Tell us about yourself and how many books you have written.
I’m a Dublin-based freelance professional editor and author of five novels. I worked in a variety of blue-collar and white-collar jobs before spending two decades as an in-house editor for a U.S. academic publisher in its Irish office.
What is the name of your latest book and what inspired it?
“Breakfast at Cannibal Joe’s” is the first of my books to be published. The first draft was written way back at the turn of the century, on the cusp of the so-called Celtic Tiger, when some of us could already see it was going to end in tears. The Dublin it describes, however, is based on Pinochet’s Chile, with a few Hibernian tweaks.

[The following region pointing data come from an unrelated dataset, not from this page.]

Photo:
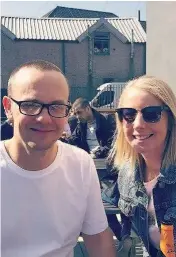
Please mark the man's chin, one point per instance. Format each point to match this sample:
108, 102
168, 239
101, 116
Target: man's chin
40, 147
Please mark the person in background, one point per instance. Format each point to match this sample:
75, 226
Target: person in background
50, 190
93, 132
145, 156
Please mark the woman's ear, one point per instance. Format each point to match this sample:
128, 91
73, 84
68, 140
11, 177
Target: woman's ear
7, 107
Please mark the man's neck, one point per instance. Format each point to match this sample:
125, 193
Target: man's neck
30, 159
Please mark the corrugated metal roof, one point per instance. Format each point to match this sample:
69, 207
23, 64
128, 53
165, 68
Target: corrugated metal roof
67, 12
68, 29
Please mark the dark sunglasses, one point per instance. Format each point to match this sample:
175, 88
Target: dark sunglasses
150, 114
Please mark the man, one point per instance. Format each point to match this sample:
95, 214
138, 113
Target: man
93, 133
50, 190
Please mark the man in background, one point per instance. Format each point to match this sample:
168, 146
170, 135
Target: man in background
94, 133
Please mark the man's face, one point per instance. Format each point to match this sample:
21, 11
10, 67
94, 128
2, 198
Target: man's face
82, 114
38, 132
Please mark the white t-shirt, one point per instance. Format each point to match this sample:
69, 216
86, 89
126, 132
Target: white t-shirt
43, 212
91, 137
154, 233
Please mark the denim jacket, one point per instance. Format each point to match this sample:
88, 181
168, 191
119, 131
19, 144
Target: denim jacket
134, 201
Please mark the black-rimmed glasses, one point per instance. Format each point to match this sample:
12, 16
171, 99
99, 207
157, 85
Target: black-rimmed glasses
151, 114
32, 108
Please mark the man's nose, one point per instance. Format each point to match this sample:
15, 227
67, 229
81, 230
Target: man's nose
44, 115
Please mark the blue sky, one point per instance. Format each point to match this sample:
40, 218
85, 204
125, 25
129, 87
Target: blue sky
39, 8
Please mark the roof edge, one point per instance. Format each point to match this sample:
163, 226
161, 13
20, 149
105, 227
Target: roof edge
7, 32
100, 22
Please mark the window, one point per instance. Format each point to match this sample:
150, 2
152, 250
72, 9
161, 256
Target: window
102, 43
105, 98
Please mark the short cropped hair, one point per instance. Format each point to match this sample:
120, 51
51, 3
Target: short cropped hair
38, 64
81, 103
122, 151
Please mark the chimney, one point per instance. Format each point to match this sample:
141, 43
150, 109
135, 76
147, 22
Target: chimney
139, 15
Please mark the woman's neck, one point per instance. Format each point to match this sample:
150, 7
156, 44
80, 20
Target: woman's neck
151, 168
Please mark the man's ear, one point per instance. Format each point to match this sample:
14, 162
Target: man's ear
7, 107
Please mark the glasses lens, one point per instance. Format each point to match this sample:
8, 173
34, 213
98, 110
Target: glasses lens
152, 113
30, 108
127, 114
58, 110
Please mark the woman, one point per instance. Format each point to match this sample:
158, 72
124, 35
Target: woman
145, 155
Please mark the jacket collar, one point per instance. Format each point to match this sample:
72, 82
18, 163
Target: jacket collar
167, 175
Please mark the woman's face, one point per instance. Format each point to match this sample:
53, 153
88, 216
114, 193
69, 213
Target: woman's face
144, 137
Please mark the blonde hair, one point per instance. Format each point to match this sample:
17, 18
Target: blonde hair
122, 151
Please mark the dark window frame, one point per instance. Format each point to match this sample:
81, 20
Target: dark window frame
101, 44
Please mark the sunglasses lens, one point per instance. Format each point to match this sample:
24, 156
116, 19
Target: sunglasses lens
129, 114
152, 114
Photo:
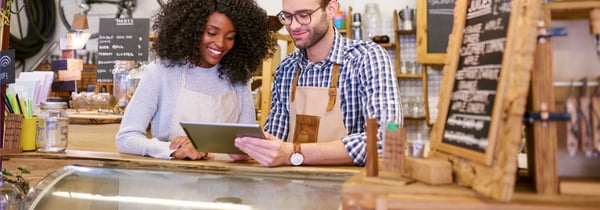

Do you have any unusual writing habits?
I prefer to write longhand, with my favorite (heavy) Cross pen, before typing it all up and making changes. I then have to print the damn thing off before I can make editorial changes (with my pen again). That takes us to three drafts before I even start on a structural edit.
What authors, or books have influenced you?
Martin Millar’s “Milk, Sulphate and Alby Starvation” taught me that it was okay to write about everyday picaresque life in a comedic way without expressing contempt for the characters. Steve Aylett’s “Bigot Hall” showed me how limited most authors’ imaginations are by comparison. He offers literary pyrotechnics whose sparks ignite all manner of explosions in the reader’s mind.
What are you working on now?
The finishing touches to “Ivy Feckett Is Looking for Love: A Birmingham Romance,” which will be released next year. A nerdy romantic comedy about two geocachers who take on the Patriarchy and organized religion in the dark heart of England.
What is your best method or website when it comes to promoting your books?
I’m still finding out. Having my own website and using Twitter has worked okay so far.
Do you have any advice for new authors?
Ask yourself what it is that drives you. Are you writing for your own pleasure, because writing is an itch you have to scratch, to entertain others, or because you want to be famous? Your response to that question should guide what you write and how you approach your career.
What is the best advice you have ever heard?
People who live in glass houses shouldn’t throw parties.
What are you reading now?
The Stieg Larsson trilogy. It passed me by at the time, and I’m catching up. Half way through the second novel. The pace has picked up.
What’s next for you as a writer?
Novel No. 5 needs a second draft. It’s a encyclopedia along the lines of Flaubert’s “Dictionary of Received Ideas” but I’m trying to shape it so that comes closer to Nabokov’s “Pale Fire.” In other words, it will be an encyclopedia with a plot.
If you were going to be stranded on a desert island and allowed to take 3 or 4 books with you what books would you bring?
Not that I advocate book-burning in general, but anything that could make a fire bright enough to attract passing ships. Phone directories.